The film stars Vijay Sethupathi, Anurag Kashyap, Natty Subramanian, Mamta Mohandas, Abhirami. The screenplay is so mechanically constructed that the emotional impact is muted.

 

After Kurangu Bommai and now Maharaja, I think we can say that Nithilan Saminathan is a plot-based filmmaker – as opposed to a character-based filmmaker. This is not to say that a film that depends on plot cannot have solid character arcs, or that a character-based drama does not need a plot. But Nithilan’s films are so intricately constructed that surprise is everything to him, and this “big reveal” is attained by construction and contrivance meant to shock the audience. In Kurangu Bommai, this technique of hiding information and slowly revealing just what needs to be revealed worked relatively well. And – strangely, for that plot-based movie – it was the relationship between the characters played by Bharathiraja and PL Thenappan that gave the film its soul. That big monologue by the Bharathiraja character – that was everything. It established a friendship that defined the whole movie, from the breakup of an alliance at the beginning to the villain’s plight at the end. There is no such through-line in Maharaja.

The story is generic, and so are the events and the characters and their motivations. Things happen with such mechanical precision that the emotional impact is muted. Take the scene where a bunch of students are taken to a sports camp by their teacher (Mamta Mohandas). After the trip, when the bus drops each child off, the teacher does not check to see if a parent or guardian is there to receive the child and take them home safely. The child is dropped off, the teacher says bye, and the bus takes off. Because if this “construction” did not happen, then the story could not be set in motion. Take another scene, towards the end, where a cop (Natty Subramanian) gives us a shock. As a singular moment, it is super-effective – but how much better it would have been had we seen some of this cop’s work in arriving at that conclusion. At several points, it appears that connective-tissue moments or scenes have been cut off. Vijay Sethupathi, in his 50th film, plays a barber named Maharaja. The sense of wealth is there in other names, too: Selvam, Thangam, Dhana, and especially, Lakshmi. Now, who is Lakshmi?

The trailer kept us guessing, but the film gives away this plot point fairly early on. We know that Maharaja has a deeper motive than what he lets on, and these bursts of surprises are what keep us invested in the movie. There are many stunning “plot” points: the bit about the re-enactment of a crime, the reveal about a young girl, the scene where Maharaja sets out to do something good but his intent is foiled by cops, the big reveal behind the story Maharaja narrates to the cop, the shock that we are being manipulated by a different timeline… This is certainly a film that has been thought through. But these individual “wow” moments do not come together organically, cohesively. They exist as individual “wow” moments. Perhaps Nithilan’s films may work better with smaller, tighter running times.
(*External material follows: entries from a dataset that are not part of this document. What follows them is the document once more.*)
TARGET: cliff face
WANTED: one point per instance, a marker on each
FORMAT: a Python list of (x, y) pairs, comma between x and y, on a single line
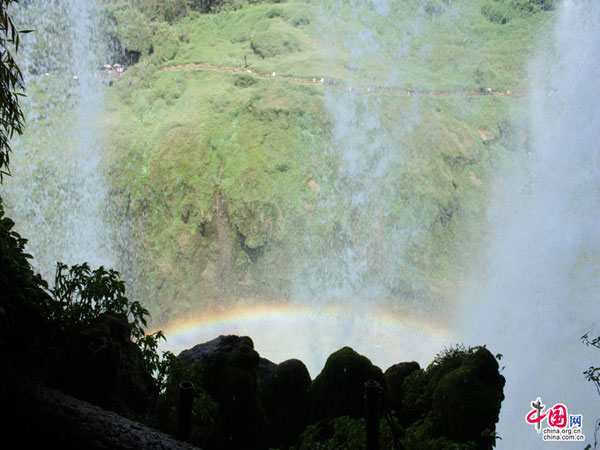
[(284, 113), (251, 150)]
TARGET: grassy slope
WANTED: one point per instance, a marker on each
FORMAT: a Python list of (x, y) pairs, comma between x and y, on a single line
[(178, 136)]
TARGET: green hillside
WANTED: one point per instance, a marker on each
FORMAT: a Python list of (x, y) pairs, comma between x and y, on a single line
[(229, 182)]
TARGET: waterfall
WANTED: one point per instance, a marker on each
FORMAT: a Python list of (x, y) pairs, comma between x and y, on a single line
[(540, 291), (57, 194)]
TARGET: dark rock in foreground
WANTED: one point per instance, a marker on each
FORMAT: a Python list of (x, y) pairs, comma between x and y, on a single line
[(103, 366), (467, 399), (394, 377), (230, 367), (339, 389), (43, 417), (283, 392)]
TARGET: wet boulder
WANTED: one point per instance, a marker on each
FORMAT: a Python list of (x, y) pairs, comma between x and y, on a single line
[(230, 369), (466, 399), (395, 377), (283, 391), (339, 389), (103, 366)]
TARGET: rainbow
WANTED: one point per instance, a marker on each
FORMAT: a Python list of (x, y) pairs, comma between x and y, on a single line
[(311, 333)]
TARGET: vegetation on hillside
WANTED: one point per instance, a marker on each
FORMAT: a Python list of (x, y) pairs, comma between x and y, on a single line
[(186, 139)]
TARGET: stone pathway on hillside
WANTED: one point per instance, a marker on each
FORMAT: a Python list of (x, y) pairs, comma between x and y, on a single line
[(358, 90)]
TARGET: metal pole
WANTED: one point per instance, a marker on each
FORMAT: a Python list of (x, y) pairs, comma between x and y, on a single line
[(372, 413), (186, 391)]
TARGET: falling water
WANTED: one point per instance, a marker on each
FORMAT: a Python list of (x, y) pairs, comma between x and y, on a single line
[(57, 194), (540, 291)]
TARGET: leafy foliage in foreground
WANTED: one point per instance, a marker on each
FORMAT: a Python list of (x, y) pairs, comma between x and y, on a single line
[(11, 85), (204, 409)]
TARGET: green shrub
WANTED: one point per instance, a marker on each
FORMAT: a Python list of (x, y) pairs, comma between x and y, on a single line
[(273, 43), (172, 372)]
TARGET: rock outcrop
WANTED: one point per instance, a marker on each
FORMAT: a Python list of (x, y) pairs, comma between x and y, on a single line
[(230, 368), (43, 417), (283, 392), (339, 389), (103, 366)]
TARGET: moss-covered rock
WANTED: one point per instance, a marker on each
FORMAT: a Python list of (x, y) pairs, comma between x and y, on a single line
[(339, 389), (466, 401), (395, 376), (284, 392), (230, 366)]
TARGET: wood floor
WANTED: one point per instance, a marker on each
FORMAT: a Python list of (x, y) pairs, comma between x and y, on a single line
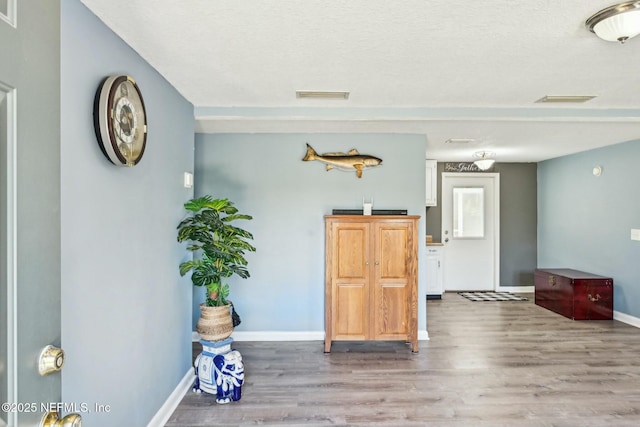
[(486, 364)]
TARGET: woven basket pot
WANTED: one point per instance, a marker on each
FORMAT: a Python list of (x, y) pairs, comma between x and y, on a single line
[(214, 323)]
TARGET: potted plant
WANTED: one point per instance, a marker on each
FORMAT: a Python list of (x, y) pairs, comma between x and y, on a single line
[(220, 248)]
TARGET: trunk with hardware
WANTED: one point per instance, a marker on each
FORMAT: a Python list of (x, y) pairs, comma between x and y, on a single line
[(575, 294)]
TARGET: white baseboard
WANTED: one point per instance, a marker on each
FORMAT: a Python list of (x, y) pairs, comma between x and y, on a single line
[(626, 318), (164, 413), (517, 289), (286, 336)]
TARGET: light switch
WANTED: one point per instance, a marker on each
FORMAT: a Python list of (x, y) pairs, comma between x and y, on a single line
[(188, 180)]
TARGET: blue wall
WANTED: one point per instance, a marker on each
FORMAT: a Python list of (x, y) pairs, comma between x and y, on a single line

Kurangu Bommai was barely an hour and forty-five minutes, and yet, barring the love angle, everything clicked. Maharaja is almost thirty minutes longer, and the padding shows. The Bharathiraja scenes are redundant. The police station scenes with Kalki Raja as a comic criminal are redundant. The surreal scenes with a snake are redundant. (And anyway, this kind of narrative is too mechanical for surreal asides.) The two scenes where Maharaja shows his superhuman strength – at a school, at a police station – are redundant. He is a typical, traditional hero in this typical, traditional revenge story, and this touch adds nothing to the character. The endless slaps Maharaja receives – again, redundant. Or let me rephrase that. Had this been a more emotional narrative, Maharaja’s series of humiliations would be a way to tell us what he is willing to bear in order to get what he wants. But since he has already been established as superhuman, this attempt to reduce him to a common man doesn’t work. Vijay Sethupathi works. There is an early scene where he is stunned by a tragedy. It is such a bizarre and random event that he stands frozen in shock, and a second later, a single tear rolls down his cheek. It is a cold character in a cold movie, and we get an appropriately cold performance.

But Anurag Kashyap, as the villain, does not work. The character is introduced way too late, and the scenes with his wife (Abhirami) do not define the man in any way. It is too early to say this, but character-writing may not be Nithilan’s strong point. When a rape survivor says she will stay strong, it sounds more like a message to the audience than something that comes through the character’s journey after the trauma. Maharaja is certainly watchable. Even if the first half tests your patience, the second half – especially after that timeline shocker – has its rewards. But I felt the same about this movie as I did after watching Garudan. It’s a great story, but the screenplay needed to have supported it in a much better way.